Nicola Perim busca doações para o filho, diagnosticado com aplasia medular e amplia atenção a outras pessoas que sofrem com a doença

 

Doe Medula, Doe Vida”. Essa é a fala de um pai que está engajado em uma causa: a busca da cura de seu filho, Carlos Nicola Perim Filho, que foi diagnosticado há um mês com Aplasia Medular. O jovem de 22 anos, antes de descobrir o problema de saúde, estava cursando o quarto ano de medicina, no Rio de Janeiro.

O médico pediatra Carlos Nicola Brandão Perim, pai de Carlos, comenta sobre como foi o processo para que a doença fosse descoberta. “Ele estava nos Estados Unidos passeando, apareceram algumas petequias, como chamamos umas manchinhas na pele. Ele estava com a irmã dele que é dermatologista. Ela levou-o imediatamente a um hospital nos Estados Unidos, fizeram exame de sangue, e no exame deu alguma coisa compatível com algum problema dermatológico. Quiseram fazer a punção de medula lá, mas a irmã não concordou e trouxe-o para o Rio de Janeiro. No Rio, ele foi imediatamente internado. Foi feito os exames e o diagnóstico foi imediato, Aplasia de Medula. No Rio, acharam melhor que ele viesse para Belo Horizonte por vários motivos. Um deles é a logística de acompanhamento de assistência da família e dos amigos”, disse.

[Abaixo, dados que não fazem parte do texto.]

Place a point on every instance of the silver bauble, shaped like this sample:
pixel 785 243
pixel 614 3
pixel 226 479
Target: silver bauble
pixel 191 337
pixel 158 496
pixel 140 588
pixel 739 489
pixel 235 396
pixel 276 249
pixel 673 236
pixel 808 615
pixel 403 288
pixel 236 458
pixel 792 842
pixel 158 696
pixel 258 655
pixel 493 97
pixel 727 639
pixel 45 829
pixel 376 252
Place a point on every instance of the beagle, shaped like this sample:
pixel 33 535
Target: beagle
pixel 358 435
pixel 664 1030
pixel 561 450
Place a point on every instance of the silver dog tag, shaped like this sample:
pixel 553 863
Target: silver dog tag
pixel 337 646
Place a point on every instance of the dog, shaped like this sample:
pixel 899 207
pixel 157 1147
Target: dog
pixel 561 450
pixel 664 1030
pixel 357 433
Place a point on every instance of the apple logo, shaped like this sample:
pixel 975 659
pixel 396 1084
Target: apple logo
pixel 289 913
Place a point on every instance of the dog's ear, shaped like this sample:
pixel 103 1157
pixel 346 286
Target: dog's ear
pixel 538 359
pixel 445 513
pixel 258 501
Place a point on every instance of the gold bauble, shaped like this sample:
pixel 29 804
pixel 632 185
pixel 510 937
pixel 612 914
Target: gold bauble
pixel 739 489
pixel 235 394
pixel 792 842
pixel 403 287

Nicola Perim comenta ainda que as irmãs de Carlos fizeram a coleta de material da medula, porém, não foram compatíveis. “A cura da doença seria pelo transplante de medula definitiva. Mas como não foi possível, partimos para o tratamento medicamentoso e durante mais ou menos uma semana foi internado e transfundido. Esse tratamento medicamentoso é mais desgastante e dá efeito colateral, baixa a imunidade da pessoa a zero, praticamente. Com isso, ele nao pode ficar no hospital para não pegar infecção secundária por causa da baixa imunidade. No caso, ele foi levado para a casa de uma das irmãs, que reside em Belo Horizonte. Agora teremos que fazer um tratamento de pelo menos 6 meses. Trancou matrícula, teve que entregar apartamento. É muita coisa que acontece ao redor. Não é só a doença; por isso que falo em apoio logístico e apoio da família”, afirmou, destacando que hoje Carlos passa bem, porém, devido aos remédios sente enjoos, tem vômitos, apatia, sonolência, não se alimenta direito.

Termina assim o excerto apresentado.